字体: | 上一篇 | 下一篇 | 我要投稿

 作者:萝卜大杂烩    来源:萝卜大杂烩

#
Python
分享:
  经常有新手小白在学习完 Python 的基础知识之后,不知道该如何进一步提升编码水平,那么此时找一些友好的网站来练习爬虫可能是一个比较好的方法,因为高级爬虫本身就需要掌握很多知识点,以爬虫作为切入点,既可以掌握巩固 Python 知识,也可能在未来学习接触到更多其他方面的知识,比如分布式,多线程等等,何乐而不为呢!
  下面我们介绍几个非常简单入门的爬虫项目,相信不会再出现那种直接劝退的现象啦!
  豆瓣
  豆瓣作为国民级网站,在爬虫方面也非常友好,几乎没有设置任何反爬措施,以此网站来练手实在是在适合不过了。
  评论爬取
  我们以如下地址为例子
  https://movie.douban.com/subject/3878007/
  可以看到这里需要进行翻页处理,通过观察发现,评论的URL如下:
  https://movie.douban.com/subject/3878007/comments?start=0&limit=20&sort=new_score&status=P&percent_type=l
  每次翻一页,start都会增长20,由此可以写代码如下:
  def get_praise():
      praise_list = []
      for i in range(0, 2000, 20):
          url = 'https://movie.douban.com/subject/3878007/comments?start=%s&limit=20&sort=new_score&status=P&percent_type=h' % str(i)

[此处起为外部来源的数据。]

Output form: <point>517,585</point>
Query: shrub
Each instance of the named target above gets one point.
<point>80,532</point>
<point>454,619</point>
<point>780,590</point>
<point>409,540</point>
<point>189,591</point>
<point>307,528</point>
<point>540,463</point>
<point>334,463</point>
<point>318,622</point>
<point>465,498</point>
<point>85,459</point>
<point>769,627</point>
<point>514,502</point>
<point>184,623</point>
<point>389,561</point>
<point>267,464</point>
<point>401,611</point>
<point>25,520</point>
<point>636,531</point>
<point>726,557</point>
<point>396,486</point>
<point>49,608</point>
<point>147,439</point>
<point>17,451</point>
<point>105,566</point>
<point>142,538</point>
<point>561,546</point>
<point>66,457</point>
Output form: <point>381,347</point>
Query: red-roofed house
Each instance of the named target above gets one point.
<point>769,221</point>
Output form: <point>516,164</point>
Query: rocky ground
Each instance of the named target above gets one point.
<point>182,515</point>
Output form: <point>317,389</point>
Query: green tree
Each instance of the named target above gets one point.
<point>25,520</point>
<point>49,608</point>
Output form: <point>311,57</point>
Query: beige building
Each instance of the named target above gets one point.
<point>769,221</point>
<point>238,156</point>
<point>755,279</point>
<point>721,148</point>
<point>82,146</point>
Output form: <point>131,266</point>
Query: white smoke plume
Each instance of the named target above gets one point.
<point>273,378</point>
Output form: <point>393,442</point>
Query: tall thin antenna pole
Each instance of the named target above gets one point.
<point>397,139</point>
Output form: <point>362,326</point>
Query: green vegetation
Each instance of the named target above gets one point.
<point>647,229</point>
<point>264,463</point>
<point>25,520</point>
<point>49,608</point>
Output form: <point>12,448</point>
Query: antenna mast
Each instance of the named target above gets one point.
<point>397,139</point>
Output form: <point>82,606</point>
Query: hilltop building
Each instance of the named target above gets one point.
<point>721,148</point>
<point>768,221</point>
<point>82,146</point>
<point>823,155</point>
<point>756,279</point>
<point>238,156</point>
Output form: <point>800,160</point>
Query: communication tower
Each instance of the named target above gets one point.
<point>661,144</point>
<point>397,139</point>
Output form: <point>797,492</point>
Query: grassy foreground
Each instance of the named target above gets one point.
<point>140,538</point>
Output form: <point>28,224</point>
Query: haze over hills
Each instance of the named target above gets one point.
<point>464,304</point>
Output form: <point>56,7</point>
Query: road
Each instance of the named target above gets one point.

          req = requests.get(url).text
          content = BeautifulSoup(req, "html.parser")
          check_point = content.title.string
          if check_point != r"没有访问权限":
              comment = content.find_all("span", attrs={"class": "short"})
              for k in comment:
                  praise_list.append(k.string)
          else:
              break
      return 
  使用range函数,步长设置为20,同时通过title等于“没有访问权限”来作为翻页的终点。
  下面继续分析评论等级。
  豆瓣的评论是分为三个等级的,这里分别获取,方便后面的继续分析
  def get_ordinary():
      ordinary_list = []
      for i in range(0, 2000, 20):
          url = 'https://movie.douban.com/subject/3878007/comments?start=%s&limit=20&sort=new_score&status=P&percent_type=m' % str(i)

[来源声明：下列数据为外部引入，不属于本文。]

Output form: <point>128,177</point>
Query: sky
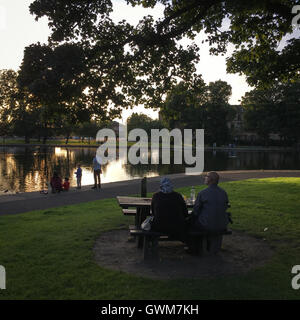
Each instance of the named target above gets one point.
<point>19,29</point>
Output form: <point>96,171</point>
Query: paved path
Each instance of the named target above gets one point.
<point>28,201</point>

          req = requests.get(url).text
          content = BeautifulSoup(req, "html.parser")
          check_point = content.title.string
          if check_point != r"没有访问权限":
              comment = content.find_all("span", attrs={"class": "short"})

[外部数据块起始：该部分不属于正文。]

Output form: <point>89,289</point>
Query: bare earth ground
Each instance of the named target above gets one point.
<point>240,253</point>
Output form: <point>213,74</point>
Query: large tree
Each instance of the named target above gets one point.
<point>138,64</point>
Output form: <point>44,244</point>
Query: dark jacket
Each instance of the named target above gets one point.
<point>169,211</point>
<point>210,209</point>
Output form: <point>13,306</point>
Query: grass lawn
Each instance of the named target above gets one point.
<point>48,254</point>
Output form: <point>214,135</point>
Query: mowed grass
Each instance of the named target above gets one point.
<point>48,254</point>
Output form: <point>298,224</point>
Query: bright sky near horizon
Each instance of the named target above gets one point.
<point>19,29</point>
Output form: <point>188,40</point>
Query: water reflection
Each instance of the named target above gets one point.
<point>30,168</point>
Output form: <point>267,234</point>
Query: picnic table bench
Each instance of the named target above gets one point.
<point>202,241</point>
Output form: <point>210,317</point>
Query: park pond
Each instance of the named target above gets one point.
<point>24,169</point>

              for k in comment:
                  ordinary_list.append(k.string)
          else:
              break
      return 
  def get_lowest():
      lowest_list = []
      for i in range(0, 2000, 20):
          url = 'https://movie.douban.com/subject/3878007/comments?start=%s&limit=20&sort=new_score&status=P&percent_type=l' % str(i)
          req = requests.get(url).text
          content = BeautifulSoup(req, "html.parser")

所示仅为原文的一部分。